When you've reached the point where you've started counting down the years left until you can retire, it might dawn on you that such freedom means you possibly could live anywhere you want. So where will you spend your golden years?
Most people end up staying put. But for those who want to relocate, deciding where to live should involve a thoughtful process instead of picking a beloved vacation spot or your childhood hometown, say financial advisors.
"The thing I see most often is that people will hone in on one reason for choosing a place," said certified financial planner Patrick Beagle, owner and president of WealthCrest Financial Services. "But there shouldn't be [only] one thing that makes a place the right one for you."
Beagle and other advisors say there are financial considerations, logistical aspects and quality-of-life factors to weigh. And then all of those variables must coalesce.
A survey by Bankrate shows that half of people ages 50 to 64 would consider a move when they retire. (That drops to about 20 percent for people age 65 or older, which reflects Americans' propensity to age in place.)

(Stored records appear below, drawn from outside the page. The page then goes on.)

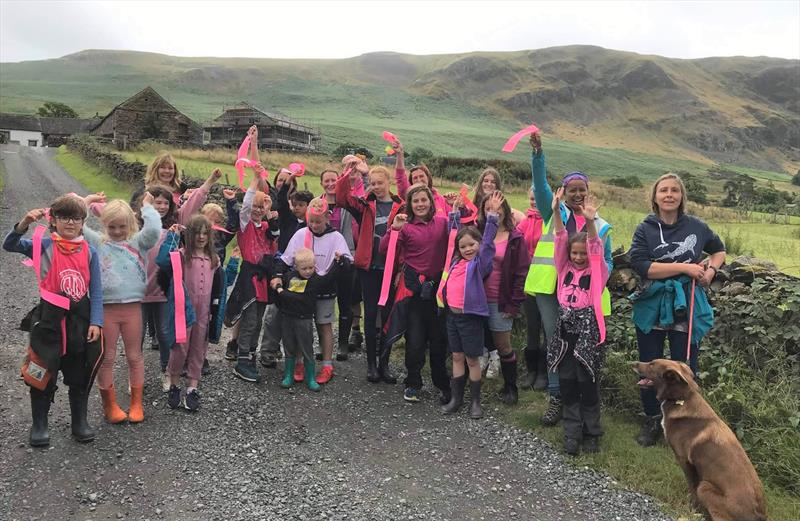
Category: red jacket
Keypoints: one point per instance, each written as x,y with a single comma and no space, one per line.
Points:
363,210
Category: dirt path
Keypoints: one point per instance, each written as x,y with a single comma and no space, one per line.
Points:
355,451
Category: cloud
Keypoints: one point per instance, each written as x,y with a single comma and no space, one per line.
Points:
40,30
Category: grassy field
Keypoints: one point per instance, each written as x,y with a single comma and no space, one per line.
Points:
652,471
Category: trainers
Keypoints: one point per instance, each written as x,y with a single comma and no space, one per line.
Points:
355,341
493,369
232,350
174,397
268,361
192,402
411,395
325,374
553,413
571,446
247,371
591,444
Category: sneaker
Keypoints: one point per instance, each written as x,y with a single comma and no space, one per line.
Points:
355,341
571,446
553,413
246,370
591,444
174,397
268,361
493,369
192,402
232,350
325,374
411,395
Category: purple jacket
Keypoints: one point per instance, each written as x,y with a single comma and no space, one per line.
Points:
477,270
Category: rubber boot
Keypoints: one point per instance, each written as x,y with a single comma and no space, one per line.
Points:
112,412
288,372
508,366
541,374
310,373
78,405
136,414
372,359
651,431
475,411
384,373
457,386
40,407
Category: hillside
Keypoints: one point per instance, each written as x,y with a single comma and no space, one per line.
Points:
738,110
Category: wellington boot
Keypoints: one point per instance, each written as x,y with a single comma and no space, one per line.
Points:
457,386
112,411
136,414
40,406
475,411
288,372
78,406
310,374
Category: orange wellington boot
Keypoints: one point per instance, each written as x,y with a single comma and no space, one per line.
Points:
111,410
136,414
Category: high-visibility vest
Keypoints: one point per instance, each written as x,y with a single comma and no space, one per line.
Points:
542,276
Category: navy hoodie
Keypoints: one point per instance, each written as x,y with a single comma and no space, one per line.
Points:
685,241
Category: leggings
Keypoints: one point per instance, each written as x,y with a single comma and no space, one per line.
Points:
124,319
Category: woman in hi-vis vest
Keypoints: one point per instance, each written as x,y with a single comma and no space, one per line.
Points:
541,280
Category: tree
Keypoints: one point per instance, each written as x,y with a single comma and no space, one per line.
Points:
54,109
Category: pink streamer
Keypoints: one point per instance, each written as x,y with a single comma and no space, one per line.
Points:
180,297
388,267
511,144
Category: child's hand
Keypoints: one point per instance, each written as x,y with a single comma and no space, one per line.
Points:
494,202
31,217
94,334
99,197
557,199
399,221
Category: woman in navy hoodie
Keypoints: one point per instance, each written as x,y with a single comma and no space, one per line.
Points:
668,247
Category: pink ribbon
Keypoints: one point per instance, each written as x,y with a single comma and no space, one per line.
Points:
180,297
387,270
511,144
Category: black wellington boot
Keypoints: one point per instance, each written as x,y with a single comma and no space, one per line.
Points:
457,386
78,405
383,362
509,394
372,358
40,407
475,411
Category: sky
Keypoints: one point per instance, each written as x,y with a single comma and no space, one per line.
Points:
35,30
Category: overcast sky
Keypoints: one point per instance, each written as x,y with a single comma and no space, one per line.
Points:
34,30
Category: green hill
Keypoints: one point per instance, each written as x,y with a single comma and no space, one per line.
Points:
591,102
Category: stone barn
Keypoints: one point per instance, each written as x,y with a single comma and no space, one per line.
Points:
275,131
146,115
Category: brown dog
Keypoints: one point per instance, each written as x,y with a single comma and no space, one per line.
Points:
722,481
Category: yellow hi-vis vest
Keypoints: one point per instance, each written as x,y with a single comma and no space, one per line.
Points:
542,276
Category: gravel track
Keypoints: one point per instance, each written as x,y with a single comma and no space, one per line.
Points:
355,451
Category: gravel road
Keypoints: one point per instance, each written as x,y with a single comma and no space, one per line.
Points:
355,451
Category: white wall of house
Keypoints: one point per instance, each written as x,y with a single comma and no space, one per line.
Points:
24,137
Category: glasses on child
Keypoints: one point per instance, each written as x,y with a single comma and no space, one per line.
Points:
69,220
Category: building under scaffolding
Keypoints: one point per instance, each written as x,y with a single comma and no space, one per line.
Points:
275,131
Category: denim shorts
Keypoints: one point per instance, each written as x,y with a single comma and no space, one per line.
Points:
497,322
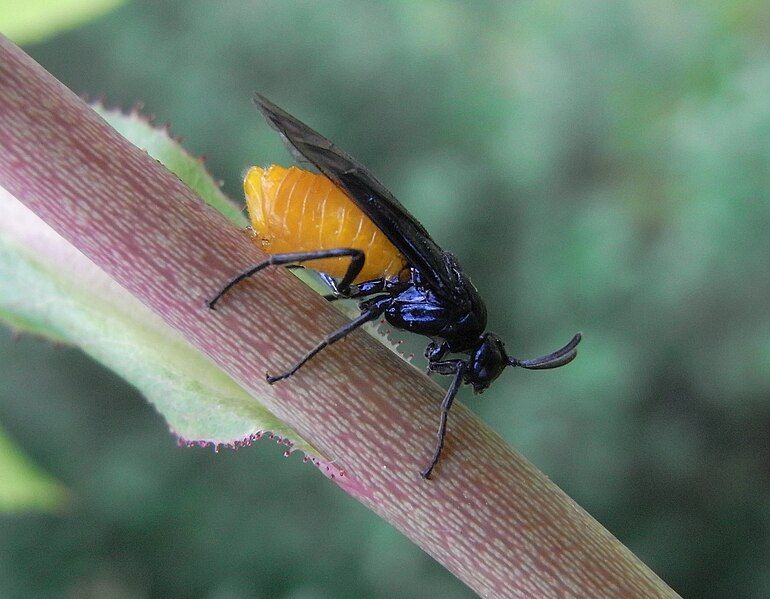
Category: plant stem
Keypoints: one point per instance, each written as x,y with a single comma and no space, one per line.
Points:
488,515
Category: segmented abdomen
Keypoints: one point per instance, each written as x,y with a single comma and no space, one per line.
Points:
293,210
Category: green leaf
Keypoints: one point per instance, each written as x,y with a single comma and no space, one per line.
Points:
24,486
34,20
49,288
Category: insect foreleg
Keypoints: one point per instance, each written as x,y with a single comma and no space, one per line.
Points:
456,367
356,264
371,312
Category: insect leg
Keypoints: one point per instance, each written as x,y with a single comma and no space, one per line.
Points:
456,367
356,264
371,312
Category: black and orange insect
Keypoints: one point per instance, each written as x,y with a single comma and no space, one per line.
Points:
346,225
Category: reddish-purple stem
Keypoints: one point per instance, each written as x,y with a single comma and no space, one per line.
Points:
490,517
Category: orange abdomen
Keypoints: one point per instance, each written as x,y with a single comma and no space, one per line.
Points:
292,210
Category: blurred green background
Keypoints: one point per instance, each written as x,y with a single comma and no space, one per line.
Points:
596,166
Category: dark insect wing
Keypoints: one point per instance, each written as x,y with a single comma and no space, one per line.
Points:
384,210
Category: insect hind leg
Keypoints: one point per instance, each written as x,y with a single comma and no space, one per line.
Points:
372,310
357,258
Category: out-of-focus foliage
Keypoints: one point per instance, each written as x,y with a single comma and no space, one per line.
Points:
596,166
23,486
27,21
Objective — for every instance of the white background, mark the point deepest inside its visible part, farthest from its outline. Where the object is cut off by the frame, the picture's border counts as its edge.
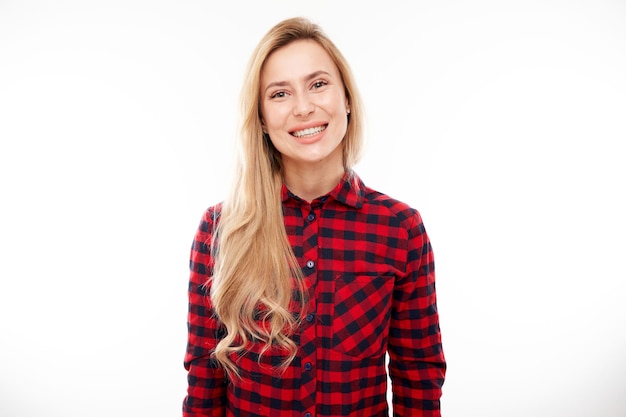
(503, 122)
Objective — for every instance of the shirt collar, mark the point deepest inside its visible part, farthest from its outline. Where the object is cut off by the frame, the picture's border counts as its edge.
(350, 191)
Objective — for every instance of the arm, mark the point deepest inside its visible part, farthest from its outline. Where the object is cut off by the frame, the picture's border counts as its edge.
(206, 390)
(417, 365)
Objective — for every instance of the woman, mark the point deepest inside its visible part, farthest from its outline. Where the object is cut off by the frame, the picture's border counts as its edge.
(304, 278)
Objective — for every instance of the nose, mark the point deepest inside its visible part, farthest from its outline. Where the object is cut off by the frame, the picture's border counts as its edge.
(303, 105)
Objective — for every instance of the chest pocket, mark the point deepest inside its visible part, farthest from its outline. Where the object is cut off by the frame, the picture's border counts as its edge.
(362, 306)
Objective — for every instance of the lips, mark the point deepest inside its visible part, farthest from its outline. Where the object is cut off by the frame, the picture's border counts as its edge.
(311, 131)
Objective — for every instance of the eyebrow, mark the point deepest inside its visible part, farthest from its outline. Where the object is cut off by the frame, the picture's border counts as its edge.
(306, 78)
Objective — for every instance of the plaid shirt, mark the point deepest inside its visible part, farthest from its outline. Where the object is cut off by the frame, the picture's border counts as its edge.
(368, 265)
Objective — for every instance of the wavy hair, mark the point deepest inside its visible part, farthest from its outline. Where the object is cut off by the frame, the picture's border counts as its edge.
(257, 289)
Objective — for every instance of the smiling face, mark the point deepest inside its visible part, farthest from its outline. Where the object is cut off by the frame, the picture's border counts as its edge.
(304, 106)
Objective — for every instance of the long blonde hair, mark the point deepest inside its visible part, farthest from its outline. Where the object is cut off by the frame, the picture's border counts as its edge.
(255, 265)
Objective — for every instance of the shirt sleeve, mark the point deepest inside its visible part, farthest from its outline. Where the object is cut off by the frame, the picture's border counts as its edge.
(206, 389)
(417, 365)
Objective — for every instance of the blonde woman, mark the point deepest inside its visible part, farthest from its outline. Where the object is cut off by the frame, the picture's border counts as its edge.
(304, 278)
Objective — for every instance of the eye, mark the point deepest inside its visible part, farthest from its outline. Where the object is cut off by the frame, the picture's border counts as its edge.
(278, 94)
(319, 84)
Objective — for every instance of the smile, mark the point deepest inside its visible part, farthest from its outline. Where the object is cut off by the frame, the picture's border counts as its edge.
(308, 132)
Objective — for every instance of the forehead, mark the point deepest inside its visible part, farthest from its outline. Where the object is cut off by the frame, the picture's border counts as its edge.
(296, 60)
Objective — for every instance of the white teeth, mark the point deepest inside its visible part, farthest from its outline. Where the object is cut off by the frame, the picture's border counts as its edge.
(308, 132)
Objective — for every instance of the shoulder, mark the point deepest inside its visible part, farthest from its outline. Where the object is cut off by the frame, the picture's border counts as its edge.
(378, 201)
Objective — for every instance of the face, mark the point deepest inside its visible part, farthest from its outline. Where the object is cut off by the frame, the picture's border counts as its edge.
(304, 106)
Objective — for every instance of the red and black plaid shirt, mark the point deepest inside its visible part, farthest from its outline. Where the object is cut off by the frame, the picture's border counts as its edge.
(369, 267)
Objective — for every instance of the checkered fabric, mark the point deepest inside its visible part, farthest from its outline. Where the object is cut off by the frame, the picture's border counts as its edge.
(369, 269)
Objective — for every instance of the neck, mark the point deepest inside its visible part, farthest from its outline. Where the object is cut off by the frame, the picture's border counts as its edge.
(310, 182)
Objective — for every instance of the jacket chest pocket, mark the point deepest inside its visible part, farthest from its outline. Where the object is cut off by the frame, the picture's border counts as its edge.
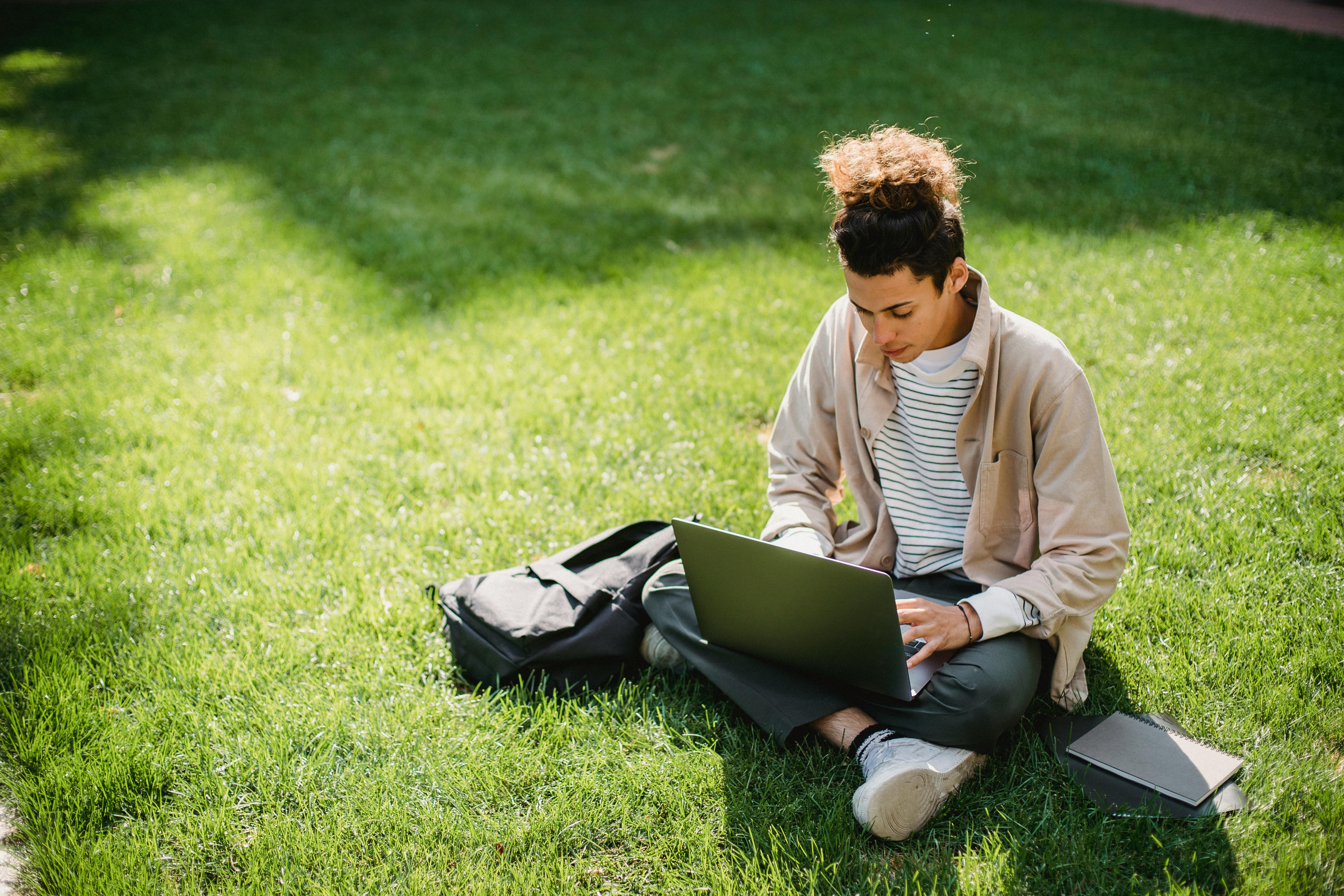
(1003, 492)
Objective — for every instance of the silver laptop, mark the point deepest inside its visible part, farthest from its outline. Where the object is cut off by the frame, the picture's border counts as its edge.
(810, 613)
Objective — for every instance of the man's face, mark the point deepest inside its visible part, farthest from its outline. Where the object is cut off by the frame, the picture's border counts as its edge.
(907, 316)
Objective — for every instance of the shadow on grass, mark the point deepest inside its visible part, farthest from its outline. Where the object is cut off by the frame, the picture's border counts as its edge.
(1022, 825)
(450, 146)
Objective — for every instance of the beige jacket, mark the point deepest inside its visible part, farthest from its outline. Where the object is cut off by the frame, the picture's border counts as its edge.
(1046, 516)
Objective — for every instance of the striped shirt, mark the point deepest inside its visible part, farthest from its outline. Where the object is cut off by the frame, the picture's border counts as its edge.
(917, 461)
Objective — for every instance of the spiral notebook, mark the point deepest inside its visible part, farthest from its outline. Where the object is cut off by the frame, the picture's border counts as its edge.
(1154, 757)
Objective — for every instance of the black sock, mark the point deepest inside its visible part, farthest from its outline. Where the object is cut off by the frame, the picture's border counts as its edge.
(880, 731)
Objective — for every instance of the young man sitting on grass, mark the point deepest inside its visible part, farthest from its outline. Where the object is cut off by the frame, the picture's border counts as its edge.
(971, 443)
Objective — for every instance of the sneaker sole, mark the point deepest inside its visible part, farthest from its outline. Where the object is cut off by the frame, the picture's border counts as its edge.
(902, 804)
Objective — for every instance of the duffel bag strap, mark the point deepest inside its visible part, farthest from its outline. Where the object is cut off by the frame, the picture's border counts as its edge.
(579, 588)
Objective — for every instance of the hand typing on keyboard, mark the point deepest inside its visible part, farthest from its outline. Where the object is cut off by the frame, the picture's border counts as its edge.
(935, 627)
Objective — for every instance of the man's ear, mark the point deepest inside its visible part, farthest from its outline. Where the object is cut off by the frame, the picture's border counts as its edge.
(958, 276)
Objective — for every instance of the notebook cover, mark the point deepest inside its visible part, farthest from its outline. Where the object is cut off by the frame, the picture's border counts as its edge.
(1155, 757)
(1123, 797)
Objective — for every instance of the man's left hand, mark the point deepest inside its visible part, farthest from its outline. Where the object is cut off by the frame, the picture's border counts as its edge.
(943, 628)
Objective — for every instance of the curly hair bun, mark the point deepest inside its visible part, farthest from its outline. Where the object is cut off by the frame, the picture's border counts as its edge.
(893, 168)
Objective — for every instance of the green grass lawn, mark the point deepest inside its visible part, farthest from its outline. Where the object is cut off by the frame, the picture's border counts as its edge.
(307, 306)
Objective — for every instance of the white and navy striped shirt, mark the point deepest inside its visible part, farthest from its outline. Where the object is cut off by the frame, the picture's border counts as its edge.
(917, 460)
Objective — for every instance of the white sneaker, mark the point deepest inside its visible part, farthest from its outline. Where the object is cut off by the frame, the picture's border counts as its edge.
(658, 652)
(908, 784)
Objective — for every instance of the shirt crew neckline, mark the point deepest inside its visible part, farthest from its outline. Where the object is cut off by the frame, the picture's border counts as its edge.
(939, 365)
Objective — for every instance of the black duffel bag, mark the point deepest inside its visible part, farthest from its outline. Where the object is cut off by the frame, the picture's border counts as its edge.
(573, 618)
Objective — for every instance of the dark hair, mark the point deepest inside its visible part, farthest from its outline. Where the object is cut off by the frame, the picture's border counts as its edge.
(900, 197)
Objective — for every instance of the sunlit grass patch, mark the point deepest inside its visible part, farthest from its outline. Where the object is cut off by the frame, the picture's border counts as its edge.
(304, 311)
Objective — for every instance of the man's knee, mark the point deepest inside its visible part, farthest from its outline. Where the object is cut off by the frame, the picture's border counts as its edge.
(670, 575)
(990, 690)
(665, 593)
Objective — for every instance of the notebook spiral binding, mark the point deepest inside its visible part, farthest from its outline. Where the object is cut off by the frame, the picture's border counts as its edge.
(1183, 737)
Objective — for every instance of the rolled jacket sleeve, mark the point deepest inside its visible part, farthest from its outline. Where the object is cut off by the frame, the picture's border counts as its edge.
(1083, 531)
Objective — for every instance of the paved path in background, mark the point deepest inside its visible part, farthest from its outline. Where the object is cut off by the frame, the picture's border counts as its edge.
(1294, 15)
(10, 862)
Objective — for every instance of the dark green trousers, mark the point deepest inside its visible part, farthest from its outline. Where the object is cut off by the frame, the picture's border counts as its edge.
(971, 700)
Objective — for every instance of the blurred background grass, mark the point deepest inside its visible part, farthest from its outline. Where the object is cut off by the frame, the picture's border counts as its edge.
(311, 304)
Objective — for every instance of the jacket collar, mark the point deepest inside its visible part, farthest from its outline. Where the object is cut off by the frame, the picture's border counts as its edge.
(978, 350)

If you are among those people eyeing a retirement spot that involves resettling, the first order of business is to familiarize yourself with the tax situation in that state (or country, for those who are considering moving abroad).
"In general, look at what the state's income tax, sales tax and death tax are," said Brian Power, a CFP and principal and wealth management advisor at Gateway Advisory. "You could move across the border to another state and pay less in taxes."
In other words, some states are more retirement-friendly than others. For instance, Georgia not only exempts Social Security benefits from its income tax, it also gives a pass to most other forms of retirement income, up to certain limits.
That compares to, say, Vermont, which offers no break on any retirement income. As one of the 13 states that tax Social Security benefits to varying degrees, Vermont's tax on that income mirrors Uncle Sam's (up to 85 percent of benefits).
Meanwhile, some states eschew estate taxes and/or inheritance taxes, and still others have low property taxes, no sales tax or other lures, like senior-specific tax breaks.
Generally speaking, though, states that don't hit citizens with one typical tax are generating revenue through some other ways, which could be a fee or tax that matters to retirees.
Oregon, for example, has no sales tax. But its estate tax affects estates worth as low as $1 million, compared to Uncle Sam's exemption on the first $5.43 million.
But advisors say to avoid focusing solely on taxes. As Beagle pointed out, "If this decision [retirement relocating] should be based purely on taxes, everyone would go to Alaska."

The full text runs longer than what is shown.